Postado em 08/03/2016
O tempo
Solange Amado
Quase todo mundo conhece a história. Mas posso refrescar a
memória de alguns: era uma vez um cara que tinha o péssimo hábito de surrupiar
coisas. Uma vez, ao passar por uma fazenda, viu uns leitõezinhos muito
apetitosos, olhou para um lado, olhou para o outro, não viu ninguém. Pegou um
leitãozinho, botou nas costas e se dirigiu à toda para a estrada. O bicho se
retorcia e guinchava feito louco, mas o homem segurava forte, enquanto o bicho
dava safanões. Até que chegaram à estrada. De repente, deram de cara com o
fazendeiro com uma baita espingarda nas mãos. O homem soltava fogo pelas
ventas. E manejava a carabina aos berros: “Ah! Então é o senhor que anda
roubando os meus porcos!” Apavorado, nosso amigo gaguejou: “Porco? Que porco?
Meu Deus! Tire esse bicho daqui! Tire esse bicho daqui!!”
Não sei vocês, mas nesse imbróglio político brasileiro, o que
eu mais ouço é isso: “sítio? Que sítio? Tire esse bicho daqui!” “Conta? Que
conta? Tira esse bicho daí!” E essa nau sem rumo vai navegando aos trambolhões
com o porquinho sem dono estrebuchando e berrando tão alto que dá pra ouvir do
Oiapoque ao Chuí.
No meio disso tudo, nós brasileiros, vamos tentando viver o
nosso kairós, ou seja, viver prazerosamente o nosso tempo. Sem contas no
exterior, e sem porquinhos. E sem culpa, porque não nos resta outra opção.
E explico, podem me corrigir se estiver enganada. Os gregos
tinham uma quantidade incomensurável de deuses. Chronós e Kairós eram os deuses
do tempo, filhos de Zeus. E Kairós era o caçulinha, e talvez tenha vindo para
suavizar a inexorabilidade de Chronós, deus do tempo quantificado, aquele que
se pode medir, que é ordenado pelo relógio, aquele que devagar vai nos
levando ao cemitério, contrariados, à força,
mesmo que a gente resista e estrebuche
que nem o porquinho da história. Chronós é um bocado severo. Kairós, ao
contrário, não se ocupa de passado ou futuro, para ele existe o instante
presente. Esse presente do agora, que nos permite neutralizar o caos e abraçar
a felicidade. Parece simples.
Aí, voltamos ao porquinho guinchando e se contorcendo. Como
ignorá-lo, como neutralizá-lo e viver o nosso kairós em paz?
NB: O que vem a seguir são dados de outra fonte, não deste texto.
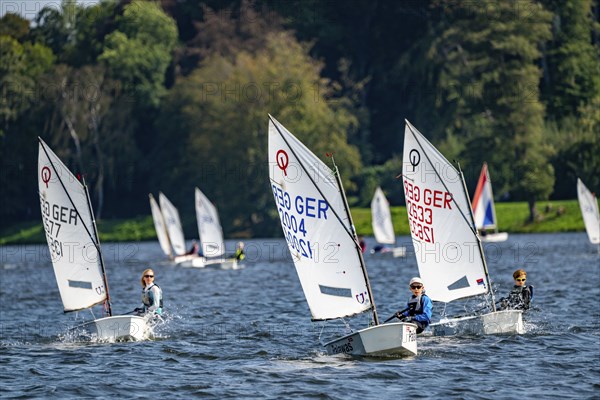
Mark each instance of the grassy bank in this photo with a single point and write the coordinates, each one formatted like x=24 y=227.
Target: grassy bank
x=555 y=216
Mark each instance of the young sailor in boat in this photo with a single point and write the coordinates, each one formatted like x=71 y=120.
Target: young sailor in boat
x=151 y=295
x=419 y=306
x=520 y=296
x=239 y=252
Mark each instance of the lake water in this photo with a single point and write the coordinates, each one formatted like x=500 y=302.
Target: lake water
x=247 y=333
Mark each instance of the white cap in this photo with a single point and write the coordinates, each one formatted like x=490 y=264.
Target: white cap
x=416 y=279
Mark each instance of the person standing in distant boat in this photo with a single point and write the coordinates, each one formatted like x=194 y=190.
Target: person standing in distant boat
x=419 y=306
x=239 y=252
x=151 y=295
x=520 y=296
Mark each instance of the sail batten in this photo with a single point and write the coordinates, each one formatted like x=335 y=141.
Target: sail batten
x=439 y=214
x=381 y=218
x=318 y=232
x=68 y=224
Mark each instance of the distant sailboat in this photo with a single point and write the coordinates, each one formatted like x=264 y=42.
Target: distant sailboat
x=484 y=209
x=75 y=251
x=589 y=211
x=383 y=229
x=318 y=228
x=169 y=231
x=449 y=254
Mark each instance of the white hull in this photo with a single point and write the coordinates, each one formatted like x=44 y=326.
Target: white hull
x=495 y=237
x=217 y=263
x=507 y=322
x=393 y=252
x=118 y=328
x=395 y=339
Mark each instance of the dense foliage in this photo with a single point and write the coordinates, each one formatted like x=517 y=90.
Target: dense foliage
x=148 y=96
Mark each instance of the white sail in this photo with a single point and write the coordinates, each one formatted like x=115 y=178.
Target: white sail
x=70 y=232
x=484 y=211
x=440 y=219
x=317 y=229
x=173 y=224
x=160 y=226
x=209 y=227
x=381 y=218
x=589 y=211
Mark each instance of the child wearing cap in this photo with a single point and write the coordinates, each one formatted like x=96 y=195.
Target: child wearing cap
x=419 y=306
x=520 y=296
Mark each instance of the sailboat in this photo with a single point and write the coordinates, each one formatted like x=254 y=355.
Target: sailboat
x=169 y=231
x=75 y=251
x=448 y=249
x=160 y=227
x=321 y=238
x=383 y=229
x=484 y=209
x=211 y=234
x=589 y=211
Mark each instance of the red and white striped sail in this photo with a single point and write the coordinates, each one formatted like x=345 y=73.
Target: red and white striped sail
x=209 y=227
x=441 y=223
x=589 y=211
x=69 y=226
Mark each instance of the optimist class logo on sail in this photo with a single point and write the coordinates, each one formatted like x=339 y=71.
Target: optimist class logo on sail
x=296 y=210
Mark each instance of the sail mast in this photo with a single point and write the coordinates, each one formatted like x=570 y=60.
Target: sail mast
x=357 y=247
x=97 y=245
x=479 y=245
x=78 y=213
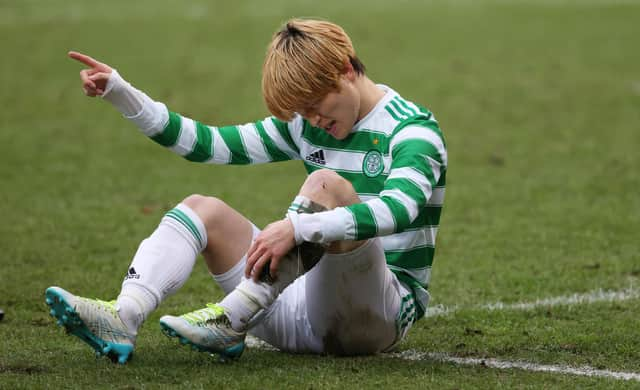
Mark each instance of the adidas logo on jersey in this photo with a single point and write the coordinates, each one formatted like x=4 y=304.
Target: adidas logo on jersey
x=317 y=157
x=131 y=274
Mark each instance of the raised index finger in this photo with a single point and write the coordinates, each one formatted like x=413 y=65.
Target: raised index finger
x=85 y=59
Enquanto é tempo.
Não que eu pense em me sentar numa nuvem tocando harpa,
enquanto o sol queima, o transito dá nó, o garotinho passa com os olhos de fome
e o nariz escorrendo. Perdeu! Perdeu! Eu fico sem a carteira e sem a harpa.
Se estou inexoravelmente atada a Chronós, que vai me
carregando sem dó nem piedade com o plissado e as dores da velhice, para o beco
sem saída da morte, o que eu quero aprender na verdade, se não posso parar essa
marcha, é a fazer pequenas pausas pelo caminho, quando o pasto for verdejante,
quando a primavera chegar, quando ouvir uma canção de Piaf, uma palavra amiga,
quando os dedos do amor tocarem meu coração e ele se puser a galope. Por uns
poucos momentos, que sei eu? Posso driblar Chronós e descansar nos braços
pacificadores de seu irmão Kairós, que eu mereço.
Só tem um problema. E aí faço uma alerta a todos os que
querem usufruir desse oásis, sempre que Chronós der uma cochilada. É preciso
estar muito atento. Diz a lenda que Kairós é muito rápido, anda nu e tem asas
nos ombros e nos calcanhares, e como em certa época o Ronaldo Fenômeno, tem só
um tufo de cabelo na testa. Só se pode agarrá-lo segurando esse topete. Daí que
é preciso estar muito ligado. Deu bobeira, perdeu! Não só a bolsa, o carro, os
documentos. Perdeu o momento, a oportunidade.
E essa eu não quero perder. Tenho um CD novo, um pedaço de
chocolate, uma piscina, um dedo de prosa com um amigo e esse mundão de palavras
pra brincar.
Perceberam? Apesar do barulho, dos guinchos, desse país que é
um enguiço, das maldades de Chronós, sou esperta. Consegui agarrar o topete de
Kairós. Agora.
Então, nada de bobeira. Ele pode estar passando aí nesse momento!